All of these companies likely meet the revenue threshold specified by the DAA. That means if the bill becomes law, all three may be required to divest their advertising businesses. Google could operate Youtube and Search, or the infrastructure that serves ads on those sites, but not both. Furthermore, if all of its advertising components were spun off into one “Google Ads” conglomerate that still made over $20B in revenue, the resulting company would have to choose between its ad exchange, its supply-side platforms, or its demand-side platforms, and spin off its other parts. Essentially, the ad giants will have to break themselves into component parts until each component either falls below the revenue threshold or operates just one layer of the ad tech stack.
Why do break-ups matter?
Google and Facebook build user-facing platforms, but their main customers are advertisers. This central conflict of interest manifests in design choices that sell out our privacy. For example, Google has made sure that Chrome and Android keep sharing private information by default even as competing browsers and operating systems take a more pro-privacy stance. When advertiser interests conflict with user rights, Google tends to side with its customers.

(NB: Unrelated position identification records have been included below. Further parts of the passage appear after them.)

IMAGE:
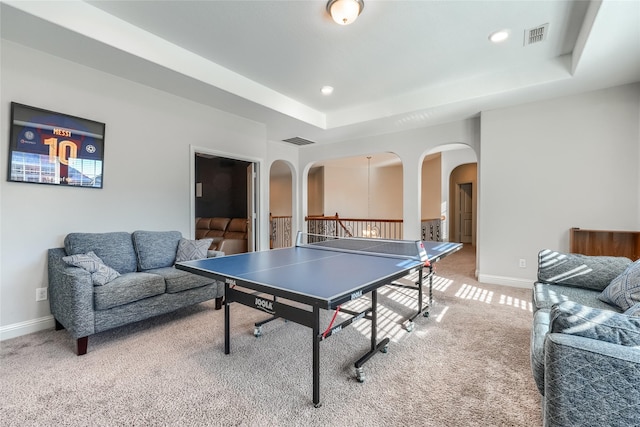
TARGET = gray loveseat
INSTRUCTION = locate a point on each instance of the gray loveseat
(100, 281)
(585, 352)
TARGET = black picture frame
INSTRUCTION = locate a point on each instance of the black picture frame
(48, 147)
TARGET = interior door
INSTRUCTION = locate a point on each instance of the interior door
(251, 207)
(465, 204)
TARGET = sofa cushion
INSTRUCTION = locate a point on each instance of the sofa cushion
(624, 290)
(100, 273)
(156, 249)
(127, 288)
(192, 249)
(546, 295)
(114, 249)
(603, 325)
(583, 271)
(180, 280)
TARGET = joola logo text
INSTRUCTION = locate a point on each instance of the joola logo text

Splitting user-facing platforms apart from ad tech tools would cut right through this tension. Chrome and Android developers would face competitive pressure from rivals who design tools that cater to users alone.
Separating ads from publishing can protect rights that US privacy laws do not address. A majority of proposed and enacted privacy laws in the U.S. regulate data sharing between distinct companies more strictly than data sharing within a single corporation. For example, the California Privacy Rights Act (CPRA) allows users to opt out of having their personal information “shared or sold,” but it does not give users the right to object to many kinds of intra-company sharing—like when Google’s search engine shares data with Google Ads to enable hyper-specific behavioral targeting on Google properties. Breaking user-facing services apart from advertiser-facing businesses will make it easier to regulate these flows of private information.

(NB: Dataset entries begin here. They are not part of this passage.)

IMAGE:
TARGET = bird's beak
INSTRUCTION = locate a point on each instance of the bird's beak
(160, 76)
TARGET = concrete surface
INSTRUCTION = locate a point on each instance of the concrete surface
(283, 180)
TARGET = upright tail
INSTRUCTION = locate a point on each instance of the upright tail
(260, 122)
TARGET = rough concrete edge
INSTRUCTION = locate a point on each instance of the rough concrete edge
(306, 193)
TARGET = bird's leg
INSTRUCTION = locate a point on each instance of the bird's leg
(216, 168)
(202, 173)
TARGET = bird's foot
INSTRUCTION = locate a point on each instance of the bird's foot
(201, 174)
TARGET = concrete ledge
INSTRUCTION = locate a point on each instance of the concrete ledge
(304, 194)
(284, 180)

Splitting ad empires apart also holds the promise of a fairer ad market. Removing tech companies’ content and app businesses from their ad businesses, and splitting the sell-side and buy-side of the ad-tech stack, will make self-preferencing, bid-rigging, and other forms of fraud and cheating less profitable, less lucrative, and easier to detect. This will help media producers and individual creators get their rightful share of revenue from the ads that run against their work, and it will help protect small businesses and other advertisers from being price-gouged or defrauded by powerful, integrated ad-tech businesses.

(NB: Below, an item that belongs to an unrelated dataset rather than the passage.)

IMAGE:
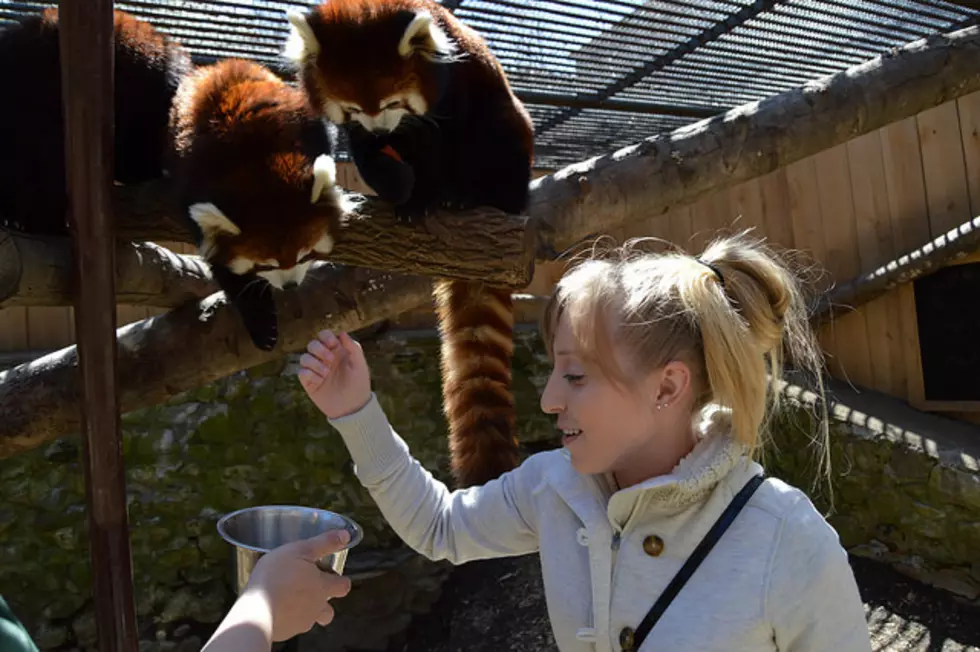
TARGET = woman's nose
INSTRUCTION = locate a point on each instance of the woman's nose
(551, 400)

The Digital Advertising Act is a bold, promising legislative proposal. It could split apart the most toxic parts of Big Tech to make the internet more competitive, more decentralized, and more respectful of users’ digital human rights, like the right to privacy. As with any complex legislation, the impacts of this bill must be thoroughly explored before it becomes law. But we believe in the methods described in the bill: they have the power to reshape the internet for the better.